Since starting hybrid learing in September, there were a total of 67 COVID-19 cases in the district as of the end of hybrid learning Nov. 20. That count doesn’t include virtual learners who haven’t been on campus.
There were also tweaks to what kids are learning.
“We’ve had to really reduce the amount of standards that our kids are covering in a school year to make sure that we can deliver strong content like really good instruction and maximize the time that we have,” Chenault said.
After all, the extra safety precautions eat up some of the learning time during the day.
The district wasn’t able to provide an academic comparison between students doing hybrid and students doing virtual learning.
But Perez said there’s been “similar level of engagement for both hybrid and virtual learners.”
Kids quickly adjusted
While the pandemic turned education on its head, students made it feel normal.
“I think that was really surprising, how well the kids took it all,” Chenault said, adding she wasn’t aware of students resisting the new rules.
They saw the fun in it, pretending to be an airplane in the hallway with their arms outstretched to measure their distance from others.
“The comfort level is the same. Kids are excited to be there. They’re still being silly. You know, they’re still laughing, they’re waving, they’re happy,” she said.

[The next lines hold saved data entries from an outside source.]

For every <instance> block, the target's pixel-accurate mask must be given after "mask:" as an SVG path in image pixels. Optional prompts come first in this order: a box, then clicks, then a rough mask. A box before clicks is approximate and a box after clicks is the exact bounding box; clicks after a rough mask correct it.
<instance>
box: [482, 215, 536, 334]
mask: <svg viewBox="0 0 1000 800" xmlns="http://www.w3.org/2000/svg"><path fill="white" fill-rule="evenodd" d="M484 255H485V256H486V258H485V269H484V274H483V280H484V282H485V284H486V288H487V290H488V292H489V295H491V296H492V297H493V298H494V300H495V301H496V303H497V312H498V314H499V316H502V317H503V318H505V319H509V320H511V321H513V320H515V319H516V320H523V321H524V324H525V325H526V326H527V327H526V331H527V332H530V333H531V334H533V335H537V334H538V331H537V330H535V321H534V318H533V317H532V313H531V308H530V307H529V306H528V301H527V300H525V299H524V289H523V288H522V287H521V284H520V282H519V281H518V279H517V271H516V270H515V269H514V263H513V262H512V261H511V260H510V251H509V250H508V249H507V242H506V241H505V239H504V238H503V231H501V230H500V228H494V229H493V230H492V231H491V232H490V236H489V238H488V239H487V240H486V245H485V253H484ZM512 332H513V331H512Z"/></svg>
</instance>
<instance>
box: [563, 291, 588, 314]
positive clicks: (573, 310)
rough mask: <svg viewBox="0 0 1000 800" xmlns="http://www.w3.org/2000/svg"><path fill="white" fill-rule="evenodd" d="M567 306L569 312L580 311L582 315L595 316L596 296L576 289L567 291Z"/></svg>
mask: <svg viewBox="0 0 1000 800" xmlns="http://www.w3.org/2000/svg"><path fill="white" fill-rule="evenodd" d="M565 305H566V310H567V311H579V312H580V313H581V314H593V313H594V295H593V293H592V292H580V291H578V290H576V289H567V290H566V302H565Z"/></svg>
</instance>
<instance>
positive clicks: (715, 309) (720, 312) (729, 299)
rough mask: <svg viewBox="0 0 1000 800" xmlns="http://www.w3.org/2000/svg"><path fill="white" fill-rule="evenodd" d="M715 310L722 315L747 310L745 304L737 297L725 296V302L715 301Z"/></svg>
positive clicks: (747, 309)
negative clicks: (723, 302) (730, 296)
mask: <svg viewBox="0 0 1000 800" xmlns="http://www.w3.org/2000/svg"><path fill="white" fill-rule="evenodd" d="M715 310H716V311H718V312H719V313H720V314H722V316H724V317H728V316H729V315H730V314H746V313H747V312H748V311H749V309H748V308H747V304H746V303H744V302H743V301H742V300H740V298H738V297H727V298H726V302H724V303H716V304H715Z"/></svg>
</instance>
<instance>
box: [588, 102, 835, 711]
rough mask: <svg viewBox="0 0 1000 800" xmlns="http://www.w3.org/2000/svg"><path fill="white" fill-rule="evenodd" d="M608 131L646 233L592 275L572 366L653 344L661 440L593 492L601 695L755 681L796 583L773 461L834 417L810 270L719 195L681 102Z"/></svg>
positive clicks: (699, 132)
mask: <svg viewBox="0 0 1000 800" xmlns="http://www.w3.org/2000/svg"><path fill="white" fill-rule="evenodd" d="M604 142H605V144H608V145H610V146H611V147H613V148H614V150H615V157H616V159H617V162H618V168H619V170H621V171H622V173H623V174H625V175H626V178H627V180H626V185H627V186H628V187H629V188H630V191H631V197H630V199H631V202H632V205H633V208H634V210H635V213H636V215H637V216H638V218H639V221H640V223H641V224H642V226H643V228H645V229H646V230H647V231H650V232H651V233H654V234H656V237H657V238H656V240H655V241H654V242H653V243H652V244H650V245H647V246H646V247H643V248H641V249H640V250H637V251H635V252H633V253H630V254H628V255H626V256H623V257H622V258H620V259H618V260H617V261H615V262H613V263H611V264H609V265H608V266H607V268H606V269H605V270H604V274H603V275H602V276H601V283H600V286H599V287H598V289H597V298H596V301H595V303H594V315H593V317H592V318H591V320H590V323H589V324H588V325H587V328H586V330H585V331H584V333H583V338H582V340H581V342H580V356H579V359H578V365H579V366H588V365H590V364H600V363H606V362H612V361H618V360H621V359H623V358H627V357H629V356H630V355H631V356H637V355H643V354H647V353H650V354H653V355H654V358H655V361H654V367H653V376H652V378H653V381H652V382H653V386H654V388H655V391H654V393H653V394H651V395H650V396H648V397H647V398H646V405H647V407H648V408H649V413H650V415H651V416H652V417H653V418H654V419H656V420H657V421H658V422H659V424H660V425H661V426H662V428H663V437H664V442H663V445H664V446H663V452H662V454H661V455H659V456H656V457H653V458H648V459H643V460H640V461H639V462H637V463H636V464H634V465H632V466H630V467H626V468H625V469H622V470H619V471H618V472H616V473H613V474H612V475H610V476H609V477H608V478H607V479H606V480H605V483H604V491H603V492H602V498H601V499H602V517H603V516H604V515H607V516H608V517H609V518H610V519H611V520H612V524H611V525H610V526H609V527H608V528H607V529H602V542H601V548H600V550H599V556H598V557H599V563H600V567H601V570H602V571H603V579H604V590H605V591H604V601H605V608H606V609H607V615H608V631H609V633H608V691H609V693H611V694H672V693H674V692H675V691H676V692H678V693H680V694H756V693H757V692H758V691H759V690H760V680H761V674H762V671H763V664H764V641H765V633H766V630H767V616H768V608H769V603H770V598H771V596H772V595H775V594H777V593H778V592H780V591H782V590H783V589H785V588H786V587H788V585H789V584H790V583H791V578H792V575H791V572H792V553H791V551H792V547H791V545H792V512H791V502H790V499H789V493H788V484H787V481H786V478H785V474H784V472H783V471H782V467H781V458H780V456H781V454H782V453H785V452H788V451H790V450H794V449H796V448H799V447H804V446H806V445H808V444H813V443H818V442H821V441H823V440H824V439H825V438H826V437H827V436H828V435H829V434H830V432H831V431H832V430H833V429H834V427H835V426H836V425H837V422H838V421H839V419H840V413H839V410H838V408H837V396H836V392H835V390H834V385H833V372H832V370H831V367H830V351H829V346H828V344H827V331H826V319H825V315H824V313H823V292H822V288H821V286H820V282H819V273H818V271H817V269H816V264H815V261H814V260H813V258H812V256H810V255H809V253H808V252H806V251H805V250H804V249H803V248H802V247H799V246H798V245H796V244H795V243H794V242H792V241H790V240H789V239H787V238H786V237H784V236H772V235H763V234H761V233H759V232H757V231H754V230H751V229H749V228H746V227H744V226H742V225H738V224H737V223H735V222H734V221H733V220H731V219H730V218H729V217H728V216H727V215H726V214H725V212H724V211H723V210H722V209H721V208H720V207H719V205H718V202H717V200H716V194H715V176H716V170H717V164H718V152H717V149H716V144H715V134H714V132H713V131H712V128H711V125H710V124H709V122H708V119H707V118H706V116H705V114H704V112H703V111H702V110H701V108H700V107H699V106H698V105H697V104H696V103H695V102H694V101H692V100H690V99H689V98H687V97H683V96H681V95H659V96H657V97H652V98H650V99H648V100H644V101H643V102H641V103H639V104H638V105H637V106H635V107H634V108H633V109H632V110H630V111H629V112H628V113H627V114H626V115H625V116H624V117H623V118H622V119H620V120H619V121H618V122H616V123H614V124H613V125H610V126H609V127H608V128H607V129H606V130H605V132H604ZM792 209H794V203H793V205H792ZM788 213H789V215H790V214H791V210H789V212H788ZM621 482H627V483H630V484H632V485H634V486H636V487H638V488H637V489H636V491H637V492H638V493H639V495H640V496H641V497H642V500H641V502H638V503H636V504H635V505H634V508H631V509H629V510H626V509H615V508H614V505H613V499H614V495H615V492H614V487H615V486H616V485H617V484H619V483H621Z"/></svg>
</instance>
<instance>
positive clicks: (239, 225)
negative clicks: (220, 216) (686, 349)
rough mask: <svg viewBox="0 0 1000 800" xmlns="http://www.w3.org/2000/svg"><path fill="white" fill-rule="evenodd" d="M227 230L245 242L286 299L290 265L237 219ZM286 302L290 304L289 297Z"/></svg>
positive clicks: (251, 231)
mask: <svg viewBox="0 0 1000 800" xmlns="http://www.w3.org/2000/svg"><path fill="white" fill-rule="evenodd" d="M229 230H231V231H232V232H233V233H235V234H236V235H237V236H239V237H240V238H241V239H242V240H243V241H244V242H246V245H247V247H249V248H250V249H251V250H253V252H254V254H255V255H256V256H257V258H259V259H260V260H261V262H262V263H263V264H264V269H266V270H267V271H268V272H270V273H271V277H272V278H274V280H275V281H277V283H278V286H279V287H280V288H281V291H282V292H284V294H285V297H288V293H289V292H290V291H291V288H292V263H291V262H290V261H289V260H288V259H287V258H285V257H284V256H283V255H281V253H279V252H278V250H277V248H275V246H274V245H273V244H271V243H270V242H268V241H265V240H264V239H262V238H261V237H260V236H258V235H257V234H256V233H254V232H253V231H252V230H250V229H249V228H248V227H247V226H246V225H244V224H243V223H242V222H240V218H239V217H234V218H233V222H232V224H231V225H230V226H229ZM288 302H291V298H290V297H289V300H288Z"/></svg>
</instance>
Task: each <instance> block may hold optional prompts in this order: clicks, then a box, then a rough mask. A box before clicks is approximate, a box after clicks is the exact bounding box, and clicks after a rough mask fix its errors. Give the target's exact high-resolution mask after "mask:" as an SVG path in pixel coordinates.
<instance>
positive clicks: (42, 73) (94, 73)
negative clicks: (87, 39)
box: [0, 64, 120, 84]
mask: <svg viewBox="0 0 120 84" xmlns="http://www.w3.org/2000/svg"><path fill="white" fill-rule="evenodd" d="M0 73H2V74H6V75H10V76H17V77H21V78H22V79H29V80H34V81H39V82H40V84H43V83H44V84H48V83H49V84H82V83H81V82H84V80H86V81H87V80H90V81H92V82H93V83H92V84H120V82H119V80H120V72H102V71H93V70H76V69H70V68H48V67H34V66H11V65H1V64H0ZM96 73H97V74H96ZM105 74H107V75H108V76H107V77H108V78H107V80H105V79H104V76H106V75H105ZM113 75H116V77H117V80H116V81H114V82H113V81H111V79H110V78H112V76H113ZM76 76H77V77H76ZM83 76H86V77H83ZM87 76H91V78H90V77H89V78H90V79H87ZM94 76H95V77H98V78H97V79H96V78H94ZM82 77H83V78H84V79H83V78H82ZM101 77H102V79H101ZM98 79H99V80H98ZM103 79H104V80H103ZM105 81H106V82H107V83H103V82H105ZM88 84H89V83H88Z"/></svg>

“It looks different, but it doesn’t feel different,” she added.
Chenault said she’s heard some kids are enjoying the extra attention in class now that class sizes are smaller or noticed more elbow room in the cafeteria.
The district thought masks would be a major issue for the younger students, but Chenault reported that hasn’t been the case.
If anything, the district ended up having a surplus inventory of masks because they haven’t had to hand out as many as expected.
“It’s the adults, I think, that have had a harder time with the changes but not the kids,” she said.
According to Chenault, some kids were sent to school when they were sick, but for the most part parents stuck to the rules.
Ready for the next time
Opening schools may have taken months of planning and preparation the first time around, but Chenault said now the district could open within a day if guidelines from the state stay the same.
And while it cost millions of dollars for technology, personal protective equipment and facility preparation, the bulk of the costs have already been incurred and reopening won’t be such a financial hit, she said.
“It’s a lot of work, but don’t let that cloud doing it. I think you just have to jump in and do it and then make the changes as you need to, because if you keep waiting until it’s perfect, it’s not going to happen,” she said.
RRPS considers the hybrid model a success so far and is open to sharing it with other districts.
“We recognize that it is not a one size fits all, but we are happy to share what has worked for us. Understanding, of course, that there are many moving parts and constant changes that require districts to be flexible and adapt. We are always looking at ways in which we can improve, and certainly plan to take what we can from the last few weeks and create an even better system for when we reopen in January,” spokeswoman Beth Pendergrass wrote in a statement.